More than two months of fighting between Gadafy's forces and rebels seeking to end his 42-year role has ground to a military stalemate with the government controlling much of the west of the country and the insurgents holding the east.
Misrata has been besieged for more than six weeks and suffers daily shelling. The conflict in Libya, which has Africa's largest oil reserves, has pushed crude prices to the highest since September 2008. Crude rose 0.4 percent to $112.75 at 7:50 a.m. in London, and has gained more than 30 per cent since the war began in mid- February.
The US carried out its first missile attack from a drone aircraft in Libya on Saturday the Defense Department said. The Nato-led mission began last month after a United Nations Security Council resolution authorising military action to protect civilians and impose an arms embargo.

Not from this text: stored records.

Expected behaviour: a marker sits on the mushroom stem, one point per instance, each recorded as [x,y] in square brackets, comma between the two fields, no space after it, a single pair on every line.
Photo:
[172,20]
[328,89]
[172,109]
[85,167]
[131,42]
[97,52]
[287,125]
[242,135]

Libya's Transitional National Council, the interim authority set up by the rebels, has called for more international assistance. The council is getting 50 million dinars ($181 million) from Kuwait, its leader Mustafa Abdel Jalil said yesterday during a visit to the Persian Gulf state.
The Libyan Foreign Minister Abdelati Obeidi was in Ethiopia's capital Addis Ababa today to discuss a peace plan with the African Union (AU).
Obeidi and two rebel representatives were scheduled to hold separate meetings with the AU's Peace and Security Council and with representatives of international groups like the United Nations and the European Union. The rebels rebuffed an earlier AU peace plan because it did not entail Gadafy's departure.
"This will be the first time that they (rebels) are attending a meeting here. We will meet both sides one after the other," Ramtane Lamamra, AU Commissioner for Peace and Security, told Reuters.